In case of non-compliance with the Act, companies are to be fined in the millions. They can reduce the fine by cooperating with the authorities in limiting the harms that have been caused by their AI systems.

AI Regulation in the Making

In the area of law enforcement, the regulation partially bans the use of AI systems in public spaces if they can identify people based on their biometric data – such as face recognition. There are some basic safeguards against biometric identification in real-time. The bar set by the AI Act for allowing post remote biometric identification in public spaces (when the identification happens sometime after the recording) on the other hand is very low. The suspicion of any crime can justify such a system be used.

Categorizing biometric data to deduce race, political believes, or sexual orientation is prohibited, while some forms of biometric categorization remain legal under the AI Act, gender categorization for example. Emotion recognition is banned in employment and education but allowed for law enforcement and migration authorities. None of the bans meaningfully apply to the migration context.

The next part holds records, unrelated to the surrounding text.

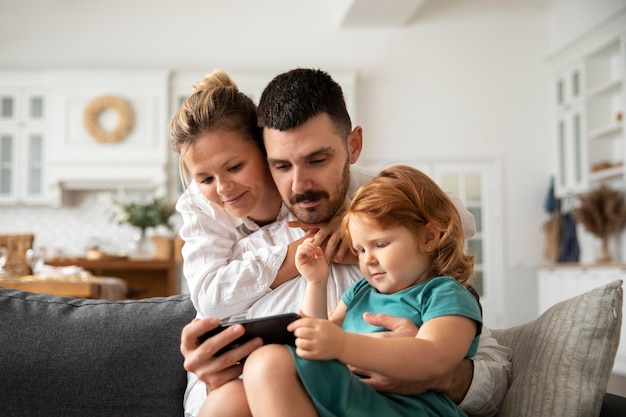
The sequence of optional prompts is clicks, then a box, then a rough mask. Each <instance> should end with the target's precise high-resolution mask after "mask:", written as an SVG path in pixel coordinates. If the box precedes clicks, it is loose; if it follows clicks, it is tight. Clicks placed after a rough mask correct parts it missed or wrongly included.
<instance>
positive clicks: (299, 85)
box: [181, 69, 510, 415]
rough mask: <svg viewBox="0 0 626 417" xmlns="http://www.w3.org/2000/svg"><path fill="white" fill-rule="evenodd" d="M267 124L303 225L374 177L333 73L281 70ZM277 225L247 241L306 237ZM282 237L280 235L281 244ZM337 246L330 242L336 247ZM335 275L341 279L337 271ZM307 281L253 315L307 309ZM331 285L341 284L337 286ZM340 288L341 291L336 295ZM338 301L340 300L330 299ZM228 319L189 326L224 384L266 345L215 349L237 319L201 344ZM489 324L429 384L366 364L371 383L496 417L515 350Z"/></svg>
mask: <svg viewBox="0 0 626 417" xmlns="http://www.w3.org/2000/svg"><path fill="white" fill-rule="evenodd" d="M258 120H259V125H260V126H261V127H262V128H263V138H264V143H265V147H266V150H267V157H268V162H269V166H270V171H271V173H272V177H273V178H274V181H275V183H276V185H277V187H278V190H279V192H280V194H281V197H282V199H283V201H284V203H285V205H286V206H287V207H288V208H289V210H290V211H291V213H292V214H293V217H294V218H295V219H297V220H298V221H299V222H300V223H299V224H300V225H316V224H324V223H326V222H329V221H332V219H334V218H336V216H337V214H338V213H339V212H340V211H341V209H342V207H343V205H344V204H345V201H346V198H347V197H348V196H349V195H350V192H351V191H354V189H355V187H356V186H358V185H361V184H362V183H363V182H365V181H367V180H368V179H369V178H371V176H372V175H373V173H367V172H365V171H363V170H362V169H361V168H359V167H357V166H356V165H352V164H355V163H356V161H357V160H358V158H359V155H360V153H361V149H362V141H363V131H362V128H361V127H360V126H357V127H355V128H354V129H352V126H351V121H350V117H349V115H348V113H347V110H346V106H345V102H344V98H343V94H342V92H341V87H340V86H339V85H338V84H337V83H335V82H334V81H333V80H332V78H331V77H330V76H329V75H328V74H326V73H325V72H323V71H319V70H311V69H296V70H292V71H288V72H286V73H284V74H280V75H278V76H277V77H275V78H274V79H273V80H272V81H271V82H270V84H269V85H268V86H267V87H266V88H265V90H264V92H263V94H262V96H261V100H260V103H259V108H258ZM278 229H279V230H278V231H277V230H276V229H275V230H273V231H267V230H266V231H265V234H262V235H261V236H251V238H250V239H249V240H248V241H246V239H244V240H243V241H242V242H240V243H241V245H242V247H245V245H257V244H259V242H263V241H264V239H273V240H276V239H281V238H284V239H292V240H288V241H293V240H295V239H297V238H299V237H301V236H302V235H303V233H304V232H303V231H301V230H299V229H289V228H288V227H287V225H286V224H282V225H281V226H280V227H279V228H278ZM275 243H276V242H275V241H274V242H272V244H275ZM340 245H341V242H337V241H332V242H331V241H328V242H327V247H326V253H327V254H328V253H335V252H336V251H337V250H340V249H338V248H339V247H340ZM328 246H330V247H328ZM331 271H332V272H331V274H332V276H331V279H330V280H329V284H330V283H331V282H334V283H335V286H334V288H335V289H334V291H333V290H332V289H331V291H330V292H331V293H330V294H329V300H331V299H334V300H335V302H336V300H338V299H339V296H340V294H341V293H342V292H343V290H345V289H346V288H347V285H348V283H349V282H354V280H356V279H358V278H359V277H360V272H359V271H358V267H357V266H356V265H341V264H332V268H331ZM333 277H334V278H333ZM300 281H302V280H300V279H294V280H291V281H290V282H288V283H286V284H283V285H281V286H280V287H278V288H276V289H275V290H274V291H273V292H271V293H269V294H268V295H267V296H264V297H263V298H261V299H259V300H258V301H257V302H256V303H255V304H254V305H253V306H252V308H251V309H250V311H249V312H248V316H261V315H266V314H272V313H274V314H275V313H278V312H286V311H297V309H298V307H299V305H300V299H299V297H296V296H295V295H296V294H298V293H299V289H298V288H297V287H298V285H299V284H300ZM329 287H331V285H329ZM333 292H334V293H333ZM329 307H330V308H332V305H329ZM368 320H370V321H371V322H372V324H376V325H383V326H385V327H387V328H388V329H390V330H393V334H401V335H409V334H410V335H415V332H416V329H415V328H414V327H412V326H409V325H408V324H407V323H406V322H405V321H403V320H399V319H396V318H394V317H390V316H386V315H384V314H372V315H370V316H369V319H368ZM217 324H218V320H217V319H215V318H208V319H205V320H202V321H195V322H193V323H191V324H189V325H188V326H186V328H185V329H184V330H183V334H182V339H181V351H182V352H183V354H184V356H185V368H186V369H187V370H188V371H190V372H193V373H195V374H196V376H197V377H198V378H199V379H200V380H201V381H203V382H205V384H206V385H207V389H209V390H210V389H211V388H215V387H217V386H221V385H222V384H223V383H225V382H226V381H229V380H232V379H234V378H238V377H239V375H240V373H241V367H240V366H236V363H237V362H238V361H240V360H241V359H242V358H244V357H245V356H247V355H248V354H250V353H251V352H252V351H253V350H254V349H256V348H257V347H258V346H259V345H260V343H261V342H260V341H259V340H253V341H250V342H248V343H246V344H243V345H241V346H240V347H238V348H237V349H234V350H231V351H229V352H228V353H226V354H223V355H221V356H217V357H214V356H213V355H214V354H215V352H217V351H218V350H219V349H221V347H223V346H224V345H226V344H227V343H228V342H230V341H232V340H235V339H236V338H238V337H239V336H240V335H241V334H242V332H243V329H242V328H241V327H240V326H233V327H231V328H229V329H227V330H225V331H223V332H222V333H220V334H218V335H217V336H214V337H212V338H210V339H208V340H207V341H206V342H204V343H203V344H202V345H200V346H197V342H196V340H197V337H198V336H199V335H200V334H202V333H203V332H205V331H208V330H210V329H212V328H214V327H216V326H217ZM489 336H490V333H489V330H488V329H484V331H483V336H482V337H481V345H480V347H479V353H478V355H477V357H476V358H475V360H474V361H469V360H465V361H464V362H463V363H462V365H461V366H460V367H459V368H458V369H457V370H456V371H455V372H454V373H453V374H451V375H444V376H440V377H439V378H437V379H436V380H428V381H396V380H391V379H389V378H385V377H383V376H381V375H375V374H371V373H368V372H366V371H365V370H355V372H358V373H359V374H363V375H364V376H366V377H368V378H365V379H364V381H365V382H366V383H368V384H370V385H371V386H372V387H373V388H375V389H377V390H379V391H385V392H393V393H398V394H417V393H421V392H424V391H425V390H429V389H434V390H437V391H441V392H444V393H446V394H447V395H449V396H450V397H451V398H452V399H453V400H454V401H455V402H457V403H460V405H461V407H462V408H463V409H464V410H465V411H466V412H467V413H468V414H471V415H493V414H495V412H496V411H497V409H498V407H499V404H500V403H501V401H502V399H503V398H504V393H505V392H506V388H507V387H508V379H509V372H510V362H509V355H510V351H509V350H508V349H507V348H505V347H502V346H499V345H498V344H497V342H496V341H495V339H493V338H491V337H489Z"/></svg>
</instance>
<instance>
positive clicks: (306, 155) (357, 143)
mask: <svg viewBox="0 0 626 417" xmlns="http://www.w3.org/2000/svg"><path fill="white" fill-rule="evenodd" d="M355 132H356V133H355ZM360 133H361V130H360V128H357V129H355V130H354V131H353V132H352V133H351V134H350V138H349V140H348V149H346V144H345V142H344V140H343V139H342V138H341V136H339V135H338V134H337V133H335V132H334V130H333V125H332V122H331V120H330V118H329V117H328V115H327V114H326V113H321V114H319V115H317V116H315V117H313V118H311V119H309V120H308V121H307V122H306V123H304V124H302V125H300V126H298V127H297V128H295V129H290V130H287V131H284V132H281V131H279V130H276V129H268V128H265V129H264V131H263V139H264V141H265V148H266V149H267V158H268V161H269V166H270V171H271V173H272V177H273V178H274V182H275V183H276V186H277V187H278V191H279V192H280V195H281V197H282V199H283V201H284V202H285V204H287V207H289V209H290V210H291V212H292V213H293V215H294V217H295V218H296V219H298V220H300V221H301V222H304V223H308V224H318V223H325V222H327V221H328V220H330V219H331V218H332V217H333V216H334V215H335V213H337V211H338V210H339V208H340V207H341V205H342V204H343V202H344V200H345V197H346V193H347V191H348V185H349V183H350V164H351V163H353V162H356V159H357V158H358V155H359V153H360V145H361V140H360V139H361V137H360ZM355 135H356V136H357V137H356V139H355V138H354V136H355ZM355 140H356V142H355ZM354 143H356V144H357V145H354ZM355 147H356V148H357V149H352V148H355Z"/></svg>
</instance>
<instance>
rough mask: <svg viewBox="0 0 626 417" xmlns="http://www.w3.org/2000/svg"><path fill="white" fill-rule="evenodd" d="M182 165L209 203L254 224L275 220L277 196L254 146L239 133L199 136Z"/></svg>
mask: <svg viewBox="0 0 626 417" xmlns="http://www.w3.org/2000/svg"><path fill="white" fill-rule="evenodd" d="M183 162H184V163H185V166H186V167H187V169H188V170H189V172H190V174H191V176H192V177H193V179H194V180H195V182H196V183H197V184H198V186H199V187H200V190H201V192H202V194H203V195H204V196H205V197H206V198H207V199H208V200H209V201H211V202H212V203H214V204H216V205H218V206H220V207H223V208H224V209H225V210H226V211H228V212H229V213H231V214H232V215H234V216H236V217H250V218H251V219H253V220H255V221H257V223H261V224H263V223H266V222H269V221H273V220H275V219H276V217H277V215H278V210H279V209H280V196H279V194H278V192H277V191H276V187H275V185H274V182H273V180H272V178H271V176H270V174H269V170H268V168H267V161H266V160H265V158H264V157H263V155H262V154H261V151H260V150H259V148H258V147H257V145H256V144H255V143H254V142H253V141H252V140H250V139H248V138H247V137H245V136H243V135H242V133H241V132H236V131H231V130H224V129H219V130H216V131H213V132H210V133H206V134H204V135H202V136H201V137H200V138H198V140H196V141H195V142H194V143H192V144H191V145H189V147H188V148H187V149H186V151H185V152H184V153H183Z"/></svg>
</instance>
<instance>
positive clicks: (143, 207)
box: [112, 197, 175, 258]
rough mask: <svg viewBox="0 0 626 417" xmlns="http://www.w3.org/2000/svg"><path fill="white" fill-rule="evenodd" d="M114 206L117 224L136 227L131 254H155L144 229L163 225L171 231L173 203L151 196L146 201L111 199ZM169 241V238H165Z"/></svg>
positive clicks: (113, 210) (149, 255)
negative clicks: (133, 200) (170, 202)
mask: <svg viewBox="0 0 626 417" xmlns="http://www.w3.org/2000/svg"><path fill="white" fill-rule="evenodd" d="M112 204H113V207H114V210H113V216H112V217H113V219H114V220H115V221H117V223H118V224H128V225H130V226H132V227H134V228H136V229H137V233H135V235H134V248H133V250H132V254H131V255H132V256H133V257H135V258H152V257H153V256H154V255H155V248H154V243H153V242H152V241H151V240H150V239H148V237H147V235H146V231H147V230H148V229H150V228H156V227H160V226H163V227H165V228H166V229H167V230H168V231H169V232H172V231H173V228H174V225H173V224H172V223H171V218H172V215H173V214H174V212H175V209H174V205H172V204H170V203H168V201H167V200H166V199H165V198H164V197H152V198H151V199H149V200H146V201H140V202H137V201H123V200H115V199H114V200H112ZM166 240H167V243H169V238H166Z"/></svg>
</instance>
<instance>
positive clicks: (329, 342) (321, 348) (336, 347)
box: [287, 318, 345, 360]
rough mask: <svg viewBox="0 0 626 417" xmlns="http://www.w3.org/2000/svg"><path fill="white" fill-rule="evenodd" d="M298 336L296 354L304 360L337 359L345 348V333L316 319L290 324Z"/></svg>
mask: <svg viewBox="0 0 626 417" xmlns="http://www.w3.org/2000/svg"><path fill="white" fill-rule="evenodd" d="M287 329H288V330H290V331H293V332H294V334H295V336H296V353H297V354H298V356H300V357H301V358H304V359H318V360H320V359H337V358H339V356H340V354H341V350H342V348H343V338H344V335H345V333H344V331H343V330H342V329H341V328H340V327H339V326H337V325H336V324H334V323H332V322H330V321H328V320H325V319H315V318H301V319H299V320H296V321H294V322H292V323H290V324H289V326H288V327H287Z"/></svg>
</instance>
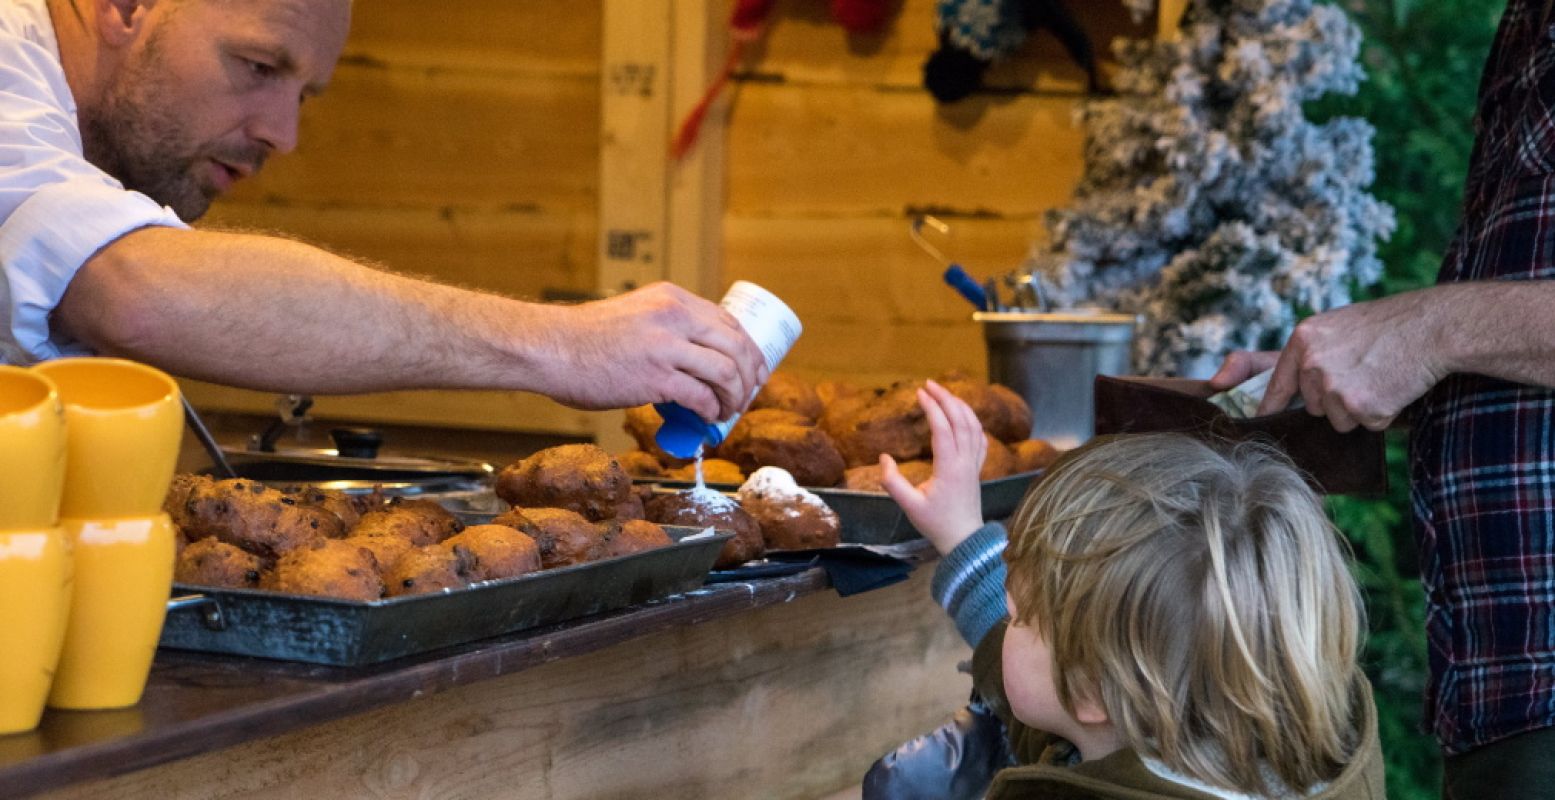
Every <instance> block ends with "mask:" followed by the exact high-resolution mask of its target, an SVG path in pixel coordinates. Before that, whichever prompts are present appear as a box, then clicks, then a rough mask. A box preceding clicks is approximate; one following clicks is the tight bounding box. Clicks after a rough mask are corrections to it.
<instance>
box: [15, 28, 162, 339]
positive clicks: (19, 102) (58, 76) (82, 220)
mask: <svg viewBox="0 0 1555 800" xmlns="http://www.w3.org/2000/svg"><path fill="white" fill-rule="evenodd" d="M16 28H17V25H16V19H9V20H6V19H0V363H6V361H9V363H30V361H40V360H47V358H56V356H61V355H70V353H82V352H86V349H84V347H82V346H81V344H79V342H75V341H70V339H68V338H65V336H62V335H61V333H58V332H53V330H50V314H51V313H53V310H54V307H56V305H59V299H61V297H64V294H65V288H67V286H68V285H70V280H72V279H75V275H76V271H78V269H81V265H82V263H86V260H87V258H90V257H92V255H95V254H96V252H98V251H101V249H103V247H106V246H107V244H110V243H112V241H114V240H117V238H120V237H123V235H124V233H129V232H131V230H137V229H142V227H146V226H169V227H187V226H185V224H183V223H182V221H180V219H179V218H177V215H176V213H173V210H171V209H166V207H162V205H159V204H157V202H156V201H152V199H151V198H148V196H145V195H142V193H138V191H129V190H126V188H124V187H123V184H120V182H118V181H115V179H114V177H110V176H109V174H107V173H104V171H103V170H98V168H96V167H93V165H92V163H90V162H87V160H86V156H84V154H82V146H81V131H79V129H78V126H76V106H75V100H73V98H72V95H70V86H68V84H67V82H65V73H64V70H62V68H61V65H59V59H58V56H56V54H54V53H53V51H51V48H50V47H47V45H45V44H42V42H39V40H34V39H33V37H30V36H26V34H33V36H37V30H16Z"/></svg>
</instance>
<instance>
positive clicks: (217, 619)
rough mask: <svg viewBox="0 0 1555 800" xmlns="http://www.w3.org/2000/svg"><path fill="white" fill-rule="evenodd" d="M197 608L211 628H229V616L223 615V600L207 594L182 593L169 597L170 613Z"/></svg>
mask: <svg viewBox="0 0 1555 800" xmlns="http://www.w3.org/2000/svg"><path fill="white" fill-rule="evenodd" d="M183 610H196V612H199V613H201V621H202V623H204V624H205V627H208V629H211V630H227V618H225V616H222V615H221V601H218V599H216V598H207V596H205V595H180V596H177V598H168V613H173V612H183Z"/></svg>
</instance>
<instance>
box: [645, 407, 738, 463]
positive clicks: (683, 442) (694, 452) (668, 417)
mask: <svg viewBox="0 0 1555 800" xmlns="http://www.w3.org/2000/svg"><path fill="white" fill-rule="evenodd" d="M653 408H655V409H658V412H659V416H661V417H664V425H659V431H658V433H655V434H653V440H655V442H658V444H659V447H662V448H664V451H666V453H669V454H672V456H675V458H697V450H698V448H701V447H703V445H704V444H706V445H708V447H717V445H718V442H722V440H723V431H720V430H718V426H717V425H711V423H708V422H703V419H701V417H698V416H697V412H695V411H690V409H689V408H684V406H681V405H680V403H655V405H653Z"/></svg>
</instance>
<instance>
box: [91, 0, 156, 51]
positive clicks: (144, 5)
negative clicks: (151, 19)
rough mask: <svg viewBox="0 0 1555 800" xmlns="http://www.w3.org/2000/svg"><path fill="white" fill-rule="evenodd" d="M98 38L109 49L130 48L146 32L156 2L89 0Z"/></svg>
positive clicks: (116, 0) (140, 1) (92, 20)
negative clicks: (140, 35) (145, 29)
mask: <svg viewBox="0 0 1555 800" xmlns="http://www.w3.org/2000/svg"><path fill="white" fill-rule="evenodd" d="M87 2H89V3H90V5H92V6H93V20H92V22H93V23H95V25H96V30H98V36H101V37H103V42H104V44H107V45H109V47H129V44H131V42H134V40H135V39H138V37H140V34H142V33H143V31H145V25H146V14H149V12H151V6H152V5H154V0H151V2H148V0H87Z"/></svg>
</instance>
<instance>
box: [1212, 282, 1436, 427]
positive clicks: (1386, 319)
mask: <svg viewBox="0 0 1555 800" xmlns="http://www.w3.org/2000/svg"><path fill="white" fill-rule="evenodd" d="M1431 299H1432V294H1431V293H1429V291H1415V293H1404V294H1395V296H1392V297H1384V299H1381V300H1373V302H1365V304H1356V305H1347V307H1344V308H1336V310H1333V311H1326V313H1323V314H1317V316H1314V318H1309V319H1306V321H1303V322H1302V324H1300V325H1297V327H1295V333H1292V335H1291V341H1289V342H1286V346H1284V350H1281V352H1280V360H1278V363H1277V364H1275V367H1274V375H1272V377H1270V378H1269V391H1267V392H1266V394H1264V398H1263V403H1261V405H1260V406H1258V414H1272V412H1275V411H1280V409H1284V408H1286V406H1289V405H1291V400H1292V398H1294V397H1295V395H1297V394H1300V395H1302V400H1305V403H1306V411H1308V412H1309V414H1312V416H1317V417H1328V422H1331V423H1333V425H1334V430H1337V431H1340V433H1344V431H1351V430H1354V428H1356V425H1362V426H1365V428H1368V430H1373V431H1381V430H1384V428H1387V425H1389V423H1390V422H1393V417H1396V416H1398V414H1400V412H1401V411H1403V409H1404V406H1407V405H1409V403H1412V402H1415V400H1417V398H1420V397H1421V395H1424V394H1426V392H1427V391H1429V389H1431V388H1432V386H1435V384H1437V381H1440V380H1441V378H1445V377H1446V375H1448V372H1449V370H1448V367H1446V364H1445V361H1443V356H1441V352H1443V347H1441V342H1438V341H1437V335H1435V332H1437V330H1438V324H1440V319H1438V318H1437V313H1435V308H1432V302H1431ZM1228 367H1230V363H1227V367H1225V369H1222V370H1221V372H1222V374H1225V372H1227V369H1228ZM1216 377H1218V378H1219V375H1216Z"/></svg>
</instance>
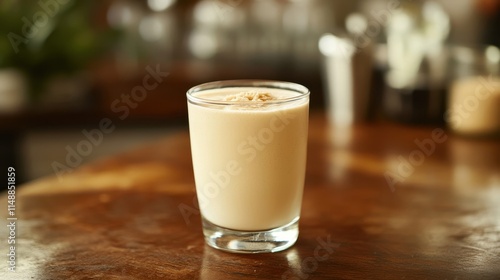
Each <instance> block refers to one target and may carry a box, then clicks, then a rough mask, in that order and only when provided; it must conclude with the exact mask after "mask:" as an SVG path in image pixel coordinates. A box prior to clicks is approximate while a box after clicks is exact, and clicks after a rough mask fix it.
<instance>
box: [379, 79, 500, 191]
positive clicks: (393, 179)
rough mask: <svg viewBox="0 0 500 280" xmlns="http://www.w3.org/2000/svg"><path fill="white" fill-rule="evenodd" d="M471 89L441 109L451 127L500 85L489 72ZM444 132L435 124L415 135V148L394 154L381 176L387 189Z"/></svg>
mask: <svg viewBox="0 0 500 280" xmlns="http://www.w3.org/2000/svg"><path fill="white" fill-rule="evenodd" d="M478 82H479V83H478V84H477V86H476V87H475V89H474V90H473V91H472V92H471V94H469V95H468V96H467V97H465V98H464V99H463V100H461V102H459V103H456V104H452V106H451V108H448V110H447V111H446V112H445V113H444V115H443V117H444V119H445V121H446V122H447V123H448V124H449V125H450V126H451V127H453V128H454V129H459V128H460V127H461V126H462V125H463V122H464V121H466V120H467V119H469V118H470V117H471V116H472V115H473V114H474V113H475V112H477V111H478V109H479V108H480V103H481V102H488V99H489V98H490V97H491V96H493V94H494V91H495V90H498V88H500V84H499V82H498V80H495V79H494V78H493V76H491V75H490V76H489V77H488V78H484V77H480V78H479V79H478ZM448 138H449V137H448V135H447V133H446V132H445V131H444V130H443V129H441V128H436V129H434V130H433V131H432V133H431V135H430V137H428V138H425V139H423V140H420V139H415V140H414V143H415V145H416V148H415V149H414V150H413V151H411V152H410V154H409V156H408V157H406V158H405V157H403V156H402V155H399V156H398V157H397V158H396V161H397V163H395V167H393V168H391V169H392V170H390V171H386V172H385V173H384V177H385V180H386V182H387V185H388V186H389V188H390V190H391V192H394V191H395V190H396V188H395V187H396V185H397V184H398V183H401V182H404V181H405V180H406V179H407V178H408V177H410V176H411V175H412V174H413V173H414V172H415V169H416V168H417V167H419V166H421V165H422V164H424V162H425V160H426V158H427V157H430V156H432V155H433V154H434V152H435V151H436V149H437V146H438V144H442V143H444V142H446V141H447V140H448Z"/></svg>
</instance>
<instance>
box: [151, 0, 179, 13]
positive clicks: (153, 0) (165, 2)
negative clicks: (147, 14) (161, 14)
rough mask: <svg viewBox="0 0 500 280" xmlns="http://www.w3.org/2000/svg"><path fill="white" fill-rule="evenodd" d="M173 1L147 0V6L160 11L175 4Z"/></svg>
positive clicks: (153, 10) (174, 1) (166, 8)
mask: <svg viewBox="0 0 500 280" xmlns="http://www.w3.org/2000/svg"><path fill="white" fill-rule="evenodd" d="M175 1H176V0H148V7H149V8H150V9H151V10H153V11H155V12H161V11H164V10H166V9H168V8H169V7H171V6H172V5H173V4H175Z"/></svg>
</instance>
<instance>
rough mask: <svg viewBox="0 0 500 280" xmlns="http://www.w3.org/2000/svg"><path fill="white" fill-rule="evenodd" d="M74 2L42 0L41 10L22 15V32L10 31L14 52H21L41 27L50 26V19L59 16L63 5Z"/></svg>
mask: <svg viewBox="0 0 500 280" xmlns="http://www.w3.org/2000/svg"><path fill="white" fill-rule="evenodd" d="M69 2H72V0H40V1H38V2H37V3H38V6H39V8H40V9H39V10H38V11H37V12H35V13H33V15H32V16H31V19H30V18H28V17H22V18H21V19H20V21H21V22H22V23H23V25H22V27H21V30H20V31H21V32H20V34H21V35H19V34H18V33H14V32H9V34H7V38H8V39H9V42H10V44H11V46H12V48H13V49H14V52H15V53H16V54H17V53H19V47H20V46H21V45H22V44H24V45H26V44H28V42H29V40H31V39H33V38H35V37H36V35H37V34H38V32H40V30H41V29H43V28H46V27H48V26H49V22H50V19H51V18H53V17H55V16H57V14H59V12H60V11H61V10H62V9H63V6H64V5H66V4H68V3H69Z"/></svg>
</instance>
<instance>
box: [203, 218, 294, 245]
mask: <svg viewBox="0 0 500 280" xmlns="http://www.w3.org/2000/svg"><path fill="white" fill-rule="evenodd" d="M202 224H203V234H204V235H205V241H206V242H207V244H208V245H210V246H211V247H213V248H216V249H219V250H223V251H227V252H232V253H250V254H252V253H272V252H279V251H283V250H285V249H288V248H290V247H291V246H292V245H293V244H295V241H297V238H298V236H299V218H296V219H295V220H293V221H292V222H291V223H289V224H287V225H284V226H282V227H279V228H274V229H270V230H264V231H238V230H232V229H227V228H223V227H219V226H216V225H214V224H212V223H211V222H209V221H207V220H206V219H205V218H204V217H202Z"/></svg>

The law will not apply in the areas of military, defense, and national security. If governments invoke the national security exception, they can even use prohibited AI applications without any of the safeguards foreseen by the act.

Another weak spot of the law is that developers of AI systems are to decide whether their systems pose a high-risk or not – and as a result have the opportunity to circumvent most requirements set by the regulation.

The next years will be decisive for the enforcement of the AI Act, with different EU institutions, national lawmakers, and even company representatives setting standards, publishing interpretive guidelines, building oversight structures, and driving the Act’s implementation across the EU’s member countries.